A comparison of alternative splicing probabilities at the +4 and −4 positions may also provide insights into the possibility of regulation. At the +4 position we determined one of the lowest probabilities measured within the series tested (0.34%) (Fig. 1B). Combined with the statistics that 75% of all alternative splice sites have a lower U1 snRNP binding potential (Table 2), these observations are more consistent with the proposal that specific activation of these events occur, and therefore, suggest regulation. A similar analysis for the −4 position is even less clear cut, because the probability of alternative 5′-splice-site activation at this position is significantly higher compared to the frequency at the +4 position (6.1% at −4 versus 0.34% at +4; p < 0.0025) (Fig. 1B), and only 67% of all alternative splice sites have a lower U1 snRNP binding potential (Table 2). However, the mutability analysis described above demonstrated that for the group of alternative splice sites using GU dinucleotides, splice-site selection pressures also contribute to the sequence context at the alternative splice site. In summary, these considerations suggest that some alternative 5′-splice-site selection events 4 nt from the dominant splice site may likely be under regulatory control.

Alternative 3′-splice-site selection

Splicing to the 3′-splice site by the spliceosome depends on three sequence elements; the 3′-splice-site consensus, which is designated by the trinucleotide YAG, the polypyrimidine tract immediately upstream of the intron/exon junction, and the branch-site sequence upstream from the polypyrimidine tract (Reed 2000).
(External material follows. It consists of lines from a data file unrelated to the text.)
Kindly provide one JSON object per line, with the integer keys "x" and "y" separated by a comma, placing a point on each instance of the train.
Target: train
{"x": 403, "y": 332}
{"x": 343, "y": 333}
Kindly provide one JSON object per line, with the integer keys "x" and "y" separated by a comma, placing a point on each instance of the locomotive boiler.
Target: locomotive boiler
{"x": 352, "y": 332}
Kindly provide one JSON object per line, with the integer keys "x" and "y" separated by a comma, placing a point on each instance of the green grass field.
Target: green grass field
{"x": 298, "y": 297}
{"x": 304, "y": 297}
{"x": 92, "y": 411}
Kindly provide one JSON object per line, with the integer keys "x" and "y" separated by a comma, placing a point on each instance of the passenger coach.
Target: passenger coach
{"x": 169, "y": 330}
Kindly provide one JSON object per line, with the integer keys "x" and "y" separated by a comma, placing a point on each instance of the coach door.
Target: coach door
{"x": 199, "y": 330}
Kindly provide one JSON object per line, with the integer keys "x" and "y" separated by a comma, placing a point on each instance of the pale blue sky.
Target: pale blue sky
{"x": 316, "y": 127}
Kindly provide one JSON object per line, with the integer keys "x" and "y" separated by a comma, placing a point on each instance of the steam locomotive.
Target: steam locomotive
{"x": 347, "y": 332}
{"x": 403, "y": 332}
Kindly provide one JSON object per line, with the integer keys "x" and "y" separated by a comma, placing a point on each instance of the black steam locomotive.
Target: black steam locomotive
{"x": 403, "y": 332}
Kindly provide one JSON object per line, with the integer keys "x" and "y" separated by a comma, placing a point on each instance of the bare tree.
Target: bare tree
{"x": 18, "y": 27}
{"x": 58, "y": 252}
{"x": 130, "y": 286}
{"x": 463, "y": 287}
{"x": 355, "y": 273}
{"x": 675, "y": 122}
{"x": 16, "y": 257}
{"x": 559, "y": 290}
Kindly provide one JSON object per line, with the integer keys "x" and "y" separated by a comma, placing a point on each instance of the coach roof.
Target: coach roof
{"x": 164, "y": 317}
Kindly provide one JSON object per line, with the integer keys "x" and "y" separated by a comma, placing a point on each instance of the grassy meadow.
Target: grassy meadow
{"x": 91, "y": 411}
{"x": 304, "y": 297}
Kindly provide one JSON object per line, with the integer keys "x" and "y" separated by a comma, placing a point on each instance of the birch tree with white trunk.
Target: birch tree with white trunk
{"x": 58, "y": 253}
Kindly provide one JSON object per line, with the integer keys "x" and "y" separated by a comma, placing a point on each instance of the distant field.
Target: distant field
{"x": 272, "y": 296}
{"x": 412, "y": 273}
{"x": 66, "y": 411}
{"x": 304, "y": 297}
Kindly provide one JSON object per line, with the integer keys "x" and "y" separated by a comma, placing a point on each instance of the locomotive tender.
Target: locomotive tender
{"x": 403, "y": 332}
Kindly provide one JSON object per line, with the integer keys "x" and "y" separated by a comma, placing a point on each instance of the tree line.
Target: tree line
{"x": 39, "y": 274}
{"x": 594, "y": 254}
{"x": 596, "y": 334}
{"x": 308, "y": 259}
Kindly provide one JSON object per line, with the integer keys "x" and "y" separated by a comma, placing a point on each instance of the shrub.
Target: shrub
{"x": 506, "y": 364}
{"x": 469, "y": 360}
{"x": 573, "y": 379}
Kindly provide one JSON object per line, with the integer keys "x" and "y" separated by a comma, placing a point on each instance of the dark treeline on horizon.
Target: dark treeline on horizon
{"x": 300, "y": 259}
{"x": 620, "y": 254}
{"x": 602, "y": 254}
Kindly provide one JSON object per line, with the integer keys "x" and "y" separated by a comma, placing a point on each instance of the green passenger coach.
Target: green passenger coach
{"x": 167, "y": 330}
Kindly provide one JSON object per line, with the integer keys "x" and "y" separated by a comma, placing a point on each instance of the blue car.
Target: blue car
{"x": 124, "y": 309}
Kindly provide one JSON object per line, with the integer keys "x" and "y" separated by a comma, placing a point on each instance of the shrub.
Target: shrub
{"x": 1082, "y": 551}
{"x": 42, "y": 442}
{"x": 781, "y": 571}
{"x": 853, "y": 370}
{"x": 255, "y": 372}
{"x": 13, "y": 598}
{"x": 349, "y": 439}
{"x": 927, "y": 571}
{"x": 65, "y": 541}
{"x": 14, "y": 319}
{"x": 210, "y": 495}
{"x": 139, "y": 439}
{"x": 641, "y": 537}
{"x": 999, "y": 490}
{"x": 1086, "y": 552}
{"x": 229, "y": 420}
Depending on the location with respect to the dominant splice site, our analysis of alternative 3′-splice sites suggests different populations of alternative splicing events (Fig. 3A). The most common alternative splice sites activated are located within 6 nt of the dominant 3′-splice site. However, alternative AG activation close to the dominant splice site occurs more frequently within the exon than the intron, presumably because the requirement for a polypyrimidine tract immediately upstream from the dominant intron/exon junction lowers the representation of AG dinucleotides within this region.

FIGURE 3.

FIGURE 3.

Distribution of alternative 3′-splice sites relative to the dominant splice site. (A) The frequency of alternative 3′-splice-site activation is shown in nucleotide resolution. The X-axis indicates the nucleotide distance between alternative and dominant splice sites. The Y-axis indicates the number of alternative splice sites. The dashed line indicates that the Y-scale is split. (B) The plot represents the probability that a YAG is activated as an alternative splice site. Each point was calculated by dividing the number of alternative splice-site usage events at a particular distance from the dominant splice site by the total number of times YAG occurs at that same distance from splice sites within the human genome (∼125,000 exons). YAG occurs in >95% of alternative and constitutive splice sites. The Y-axis is shown in log scale.

To determine the probability of alternative 3′-splice-site activation upstream or downstream of the dominant splice site, we computed the fraction of EST-verified alternative splicing events utilizing YAG over the total number of YAG trinucleotides that are found at every position within the human genome (Fig. 3B). Extending previous findings (Hiller et al. 2004), the most frequent alternative AG utilization was observed 3 nt on either side of the dominant splice site. However, if an alternative YAG is located within the polypyrimidine tract, there is a significantly greater probability that it will be used than if it is the same distance from the dominant splice site in the downstream direction.

Interactions of U2AF with the polypyrimidine tract and U2 snRNP with the branch site are essential for initial splice-site recognition (Black 2003). In many cases, the small subunit of U2AF interacts with the AG dinucleotide at the intron/exon junction (Merendino et al. 1999; Wu et al. 1999; Zorio and Blumenthal 1999). However, the first step of catalysis can occur without direct involvement of the AG dinucleotide at the 3′-intron/exon junction (Anderson and Moore 1997; Hertel and Maniatis 1999). Prior to the second step of catalysis, hSlu7 and SPF45 select the AG dinucleotide at the 3′-exon/intron junction (Chua and Reed 2001; Lallena et al. 2002), while Prp8-mediated rearrangements align the upstream exon with the AG dinucleotide (Konarska et al. 2006). During this step of the splicing reaction, the AG dinucleotide is essential for proper formation of the active site.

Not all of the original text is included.